Dean is on the hot seat over his often-repeated comment that he wants to be "the candidate for guys with Confederate flags in their pickup trucks." Through most of last week, Dean refused to apologize, insisting that he didn't mean to endorse racism.
So what the hell was Dean saying? "My first impression was, gosh, does he not understand what that flag represents?" said Waring Howe Jr., a South Carolina lawyer and member of the Democratic National Committee. Of course he does.
Dean can't possibly be ignorant of what the Confederate flag stands for--slavery, the Ku Klux Klan, lynch mobs, fire hoses and police dogs unleashed on Black schoolchildren. Or that the right-wing effort today to keep the Confederate flag flying in Southern states serves as a stand-in for openly racist appeals that are no longer acceptable in mainstream politics.
How could an African American--or anyone else, for that matter--hear Dean's comments and not conclude that the frontrunner for the Democratic presidential nomination is, at best, indifferent to racism, and, at worst, willing to pander to the racists?
Still, many liberals leapt to Dean's defense, accepting his explanation that he wasn't supporting racism, but making a case that the Democrats had to win back working-class white voters in the South who have gone over to Republicans whose agenda is openly pro-corporate. But even if this excuse is genuine--and no one should forget that Dean considers himself a better "triangulator" than Bill Clinton, who was famous for adopting the Republicans' coded racist rhetoric about welfare and crime--the argument doesn't hold water.

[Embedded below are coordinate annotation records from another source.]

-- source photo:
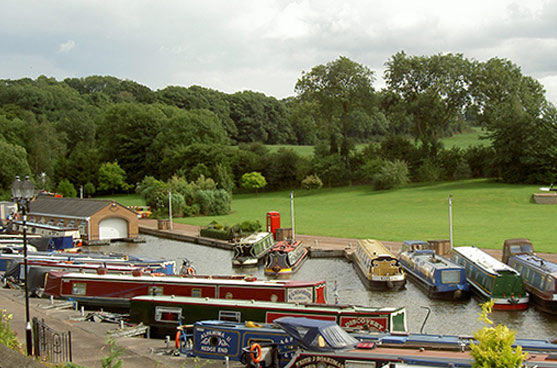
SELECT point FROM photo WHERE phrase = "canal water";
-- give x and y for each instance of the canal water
(344, 285)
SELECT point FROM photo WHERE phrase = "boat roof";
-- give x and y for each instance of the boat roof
(264, 304)
(539, 263)
(255, 237)
(317, 335)
(374, 248)
(434, 260)
(286, 245)
(197, 279)
(483, 259)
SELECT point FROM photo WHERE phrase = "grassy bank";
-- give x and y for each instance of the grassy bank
(484, 213)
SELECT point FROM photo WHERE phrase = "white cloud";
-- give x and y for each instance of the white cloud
(66, 47)
(265, 45)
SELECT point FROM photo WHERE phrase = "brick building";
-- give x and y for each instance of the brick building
(97, 220)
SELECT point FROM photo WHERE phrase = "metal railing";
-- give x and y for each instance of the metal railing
(51, 345)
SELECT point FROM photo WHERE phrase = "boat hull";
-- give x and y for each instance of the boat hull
(163, 313)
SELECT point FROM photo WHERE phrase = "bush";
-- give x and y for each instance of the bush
(428, 171)
(312, 182)
(250, 226)
(393, 174)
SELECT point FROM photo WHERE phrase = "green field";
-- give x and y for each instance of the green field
(485, 213)
(458, 140)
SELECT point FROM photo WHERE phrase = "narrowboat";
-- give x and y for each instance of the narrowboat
(164, 266)
(285, 258)
(324, 344)
(491, 279)
(303, 342)
(164, 313)
(438, 277)
(539, 275)
(116, 290)
(378, 268)
(251, 250)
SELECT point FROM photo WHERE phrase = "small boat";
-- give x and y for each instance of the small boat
(539, 275)
(378, 268)
(164, 313)
(285, 258)
(491, 279)
(251, 250)
(116, 290)
(438, 277)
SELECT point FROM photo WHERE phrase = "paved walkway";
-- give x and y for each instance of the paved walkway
(89, 338)
(317, 242)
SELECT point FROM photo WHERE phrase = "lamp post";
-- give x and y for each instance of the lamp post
(22, 194)
(451, 221)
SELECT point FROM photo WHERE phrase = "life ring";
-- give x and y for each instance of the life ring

First of all, the Confederate flag isn't a symbol of working-class status in the South. It's a symbol of racism--which is why Southern whites who reject racism don't put the Confederate flag on their bumpers.
Moreover, the idea of appealing to racist white workers simply on the basis of their common economic interests with Black workers ignores the importance of confronting racism, too. As long as racism goes unchallenged, white workers will be prey to right-wing politicians and union-busting employers who are willing to use scapegoating to advance their own interests.
This is why bigotry in any form can't be accepted, excused or overlooked, but must be taken on, however it appears--whether on a bumper sticker or coming from the mouth of a Washington politician. It is a sign of how far liberalism has retreated that Dean's statement could be defended by people who not so many years ago would never have tolerated any use--for whatever purpose--of such a notorious symbol.
But if Dean showed his true colors last week, so did the hypocrites who are his main rivals for the Democratic presidential nomination. These candidates grabbed headlines by criticizing Dean, but in most cases, you wouldn't have known that the disagreement was about racism.
The whole uproar was treated as if Dean had violated some rule of polite conversation--rather than exploited a highly charged symbol of bigotry. Rep. Dick Gephardt (D-Mo.) took the cake with his pathetic comment that he wanted to be the candidate "for the guys with American flags in their pickups." As if people who display the Confederate flag are wrong because they aren't patriotic enough.
But this shouldn't surprise anybody. Because they are, first and foremost, devoted to serving the same corporate interests as the Republicans, leading Democrats like Dick Gephardt don't actually care about organizing multiracial unity.
They will use the issue of civil rights and racism if they think it will help win votes--and nothing more. It's up to those who genuinely care about justice to make the case that Black and white workers can unite--but only on the basis of genuine equality and opposition to racial oppression in all its forms.